First do no harm: Byres balances banks

The arrival of the fintech train and the very public questioning of Australia's financial institutions are creating a perfect storm for the country’s regulators, with Wayne Byres, chairman of the Australian Prudential Regulation Authority (APRA) telling ASIC’s 2017 forum, “it’s a complex balancing act”.

Byres described the regulator as walking a tightrope across a financial system undergoing change at pace, one “bookended by safety and stability” - but there are many other factors at play.

“While safety is our primary objective, parliament has been very clear that we are not to pursue safety-at-all-costs," he said.

"We have a mandate that asks us to think about safety but balance it with considerations of competition and contestability, competitive neutrality and efficiency - to balance all those things and do so in a way that promotes financial stability.

"It's a complex balancing act to get the regulatory settings right, that achieve the safety the community is looking for, but at the same time facilitate competition within it."
 

Sustainable competition

Byres said there were instances when the regulator "intervenes to dampen competitive instincts", but this should not be seen as a compromise of values or mission.

“The discussion that’s all through the papers on housing is a classic example.

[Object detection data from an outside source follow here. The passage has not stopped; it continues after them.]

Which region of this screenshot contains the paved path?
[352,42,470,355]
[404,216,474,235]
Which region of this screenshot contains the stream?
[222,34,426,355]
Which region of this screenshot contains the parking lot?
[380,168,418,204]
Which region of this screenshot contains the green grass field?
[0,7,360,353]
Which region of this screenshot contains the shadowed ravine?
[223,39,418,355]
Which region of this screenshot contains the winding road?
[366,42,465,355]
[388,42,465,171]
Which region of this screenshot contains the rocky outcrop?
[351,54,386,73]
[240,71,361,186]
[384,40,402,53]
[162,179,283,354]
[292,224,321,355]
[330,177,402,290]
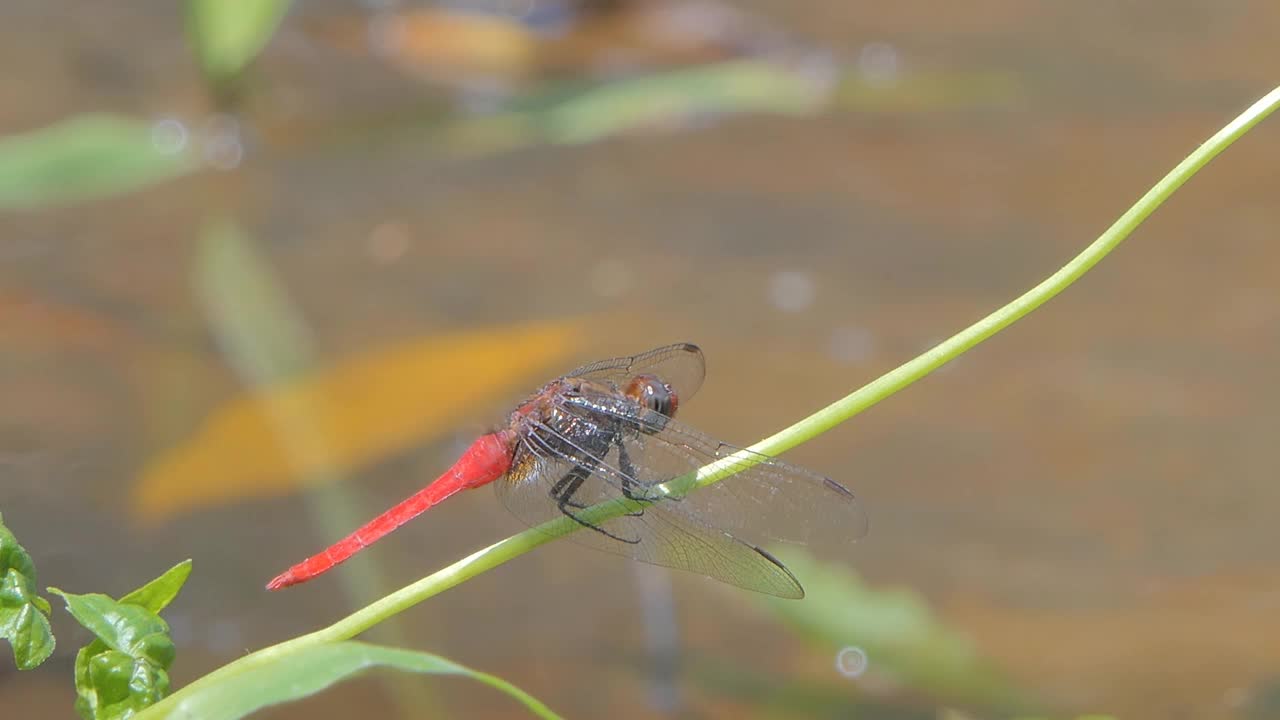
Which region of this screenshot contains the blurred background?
[0,0,1280,720]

We are trying to dampen some of the competitive enthusiasm amongst housing lenders, we make no apologies for that, by all means lenders can compete on price, on service standards and products - but competing on underwriting standards is not actually in the interests of either lenders or borrowers," he said.

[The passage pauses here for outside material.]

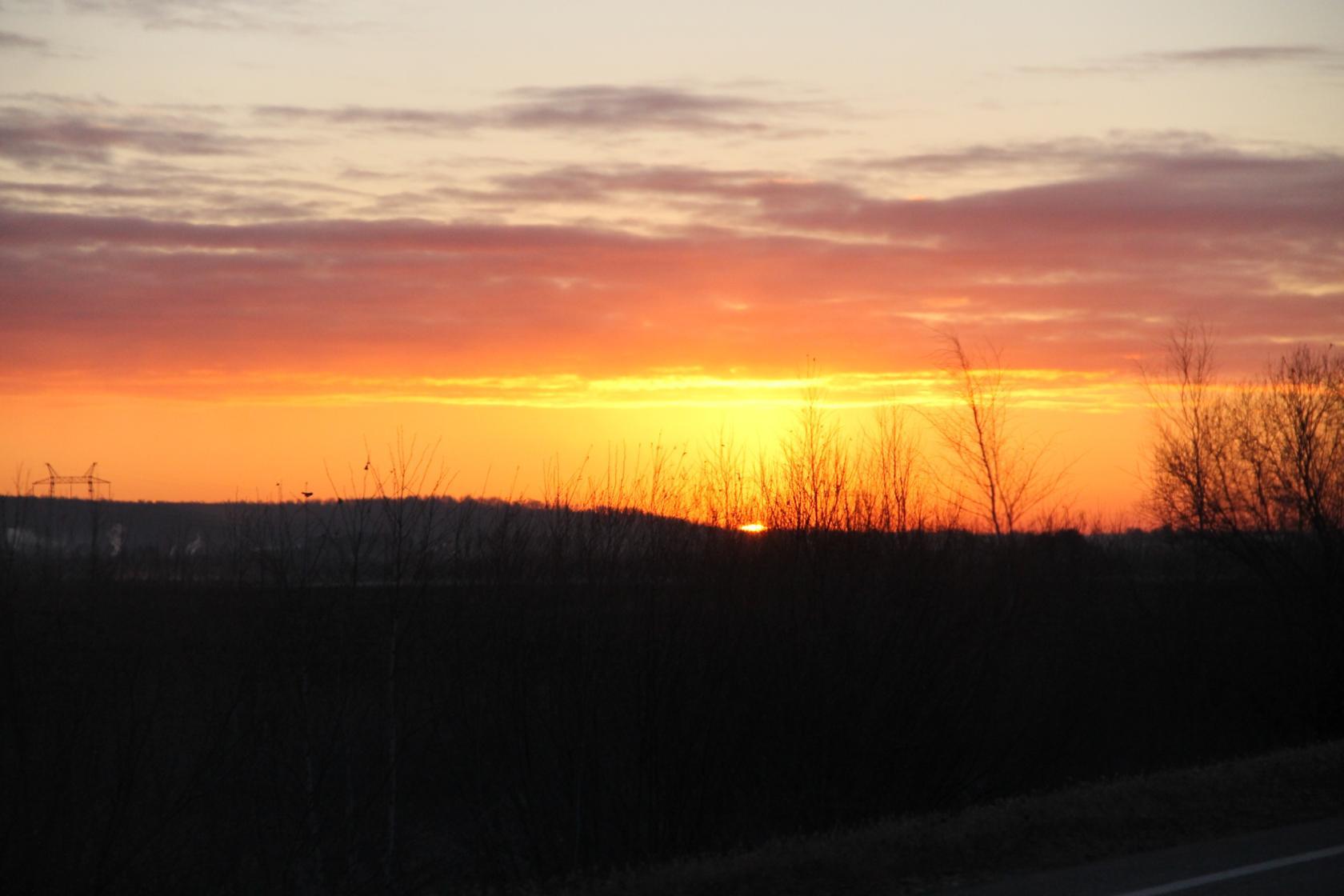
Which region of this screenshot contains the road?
[946,818,1344,896]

Which leads to the crux of APRA’s day-to-day purpose – is Australia’s financial system regulator therefore skewered in a trade-off between stability and competition?

“I don’t hold that to be the case and APRA doesn’t hold that to be the case, what we’re really after is sustainable competition. That means financially strong competitors who will be there through good times and bad, through the entire financial cycle," he explained.
 

Good times business model

According to Byres, one of the lessons from the financial crisis was the deleterious impact on the financial system of entrants with a “good times business model” – those that proved competitive when times were good, but when times were averse their business model didn’t work.

The result, he said, was more undirected concentration in the financial system that "will take many years to unwind".

”Our starting proposition when it comes to competition is do no harm. Achieve prudential outcomes, without hindering competition in anyway."

Byres said the lesson here is that “competition is not an end in itself, it’s a way of delivering benefit to the community”.

"If you think about the financial system some of the big competitive shifts are coming from new entrants, sometimes people outside the regtulated sector have an impact – the case study is Aussie Home loans which changed the value the community got from mortgages," he said, adding that ING has emerged as a low cost, simple value competitor that is now the sixth or seventh biggest bank in the country.

"Facilitating these new entrants to disrupt is important. The challenge is to get the balance right," he said. "We allow people into the financial system, we're allowing them to get hold of the money of my mother and your family members ... my sense of the Australian community is they’re very keen, they have an appetite for new technology and new services, but no appetite for risk.

"So we have to strike a balance without putting uninformed investors in particular at risk."